Firstly, unlike what is generally expected from Emperor cards, the Noblet faces to the right. In many ways, this is perhaps more apt, as profiles to the right would show the 'right' side of the face (though there are instances of the Holy Roman Emperor with semi-profile orientations to the left), the left-hand orientation of the card in TdMs in general has always fascinated me. Therefore, when I first looked at the Noblet, I was not surprised that here his orientation is more as to 'be expected'.
Yet here is the quite strange and at-odds detail - a detail I partially saw earlier, yet at first took to me more a 'shadow' effect.

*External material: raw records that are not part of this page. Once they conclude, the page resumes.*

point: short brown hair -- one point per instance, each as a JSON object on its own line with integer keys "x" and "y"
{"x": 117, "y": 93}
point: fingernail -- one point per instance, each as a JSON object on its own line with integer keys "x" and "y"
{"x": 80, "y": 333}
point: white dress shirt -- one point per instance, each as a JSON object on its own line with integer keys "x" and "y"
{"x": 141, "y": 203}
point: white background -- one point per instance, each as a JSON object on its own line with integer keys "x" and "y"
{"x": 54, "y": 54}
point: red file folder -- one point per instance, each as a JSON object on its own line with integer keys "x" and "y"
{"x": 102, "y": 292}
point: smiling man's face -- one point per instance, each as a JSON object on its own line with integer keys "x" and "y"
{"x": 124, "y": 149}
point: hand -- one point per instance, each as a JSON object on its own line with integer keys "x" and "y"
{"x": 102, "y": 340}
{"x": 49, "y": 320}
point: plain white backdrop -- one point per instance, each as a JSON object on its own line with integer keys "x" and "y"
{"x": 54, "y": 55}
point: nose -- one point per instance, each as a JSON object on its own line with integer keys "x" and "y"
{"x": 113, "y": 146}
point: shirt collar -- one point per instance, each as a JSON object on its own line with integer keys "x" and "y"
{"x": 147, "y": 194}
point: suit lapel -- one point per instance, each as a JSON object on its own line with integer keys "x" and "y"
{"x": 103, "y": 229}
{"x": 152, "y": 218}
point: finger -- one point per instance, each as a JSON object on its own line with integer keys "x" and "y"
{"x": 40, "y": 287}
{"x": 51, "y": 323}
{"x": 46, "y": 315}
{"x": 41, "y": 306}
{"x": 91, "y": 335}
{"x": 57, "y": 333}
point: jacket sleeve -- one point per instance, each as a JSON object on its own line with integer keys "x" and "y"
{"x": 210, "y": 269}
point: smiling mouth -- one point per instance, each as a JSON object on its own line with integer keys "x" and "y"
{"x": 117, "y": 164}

Let's briefly look at the card as a whole first, and then at Robert's accentuation of the detail with Photoshop assistance:
Here it can be seen that there appears lines that nearly mirror the image towards the right of the card (no other card in the set do this, by the way). Accentuated, here are the details:
I'm not sure how to explain nor account for this. Presumably, the woodcut is made from a large block and a whole sheet printed. It's as if such occured, and then the image was 'washed' and a new imprint was made - an imprint that would have required a different and reversed woodblock to have been used.
Again, not sure even why this would have been the case - the only thing I can think of (in terms not of symbolic significance, but of practical workshop one) is that stencils had been prepared for the inverse image, and washing the Emperor and re-imprinting it afresh from a single woodblock may have saved having to redo a whole set of stencils.
In any case, a quite strange detail... and one worth further consideration!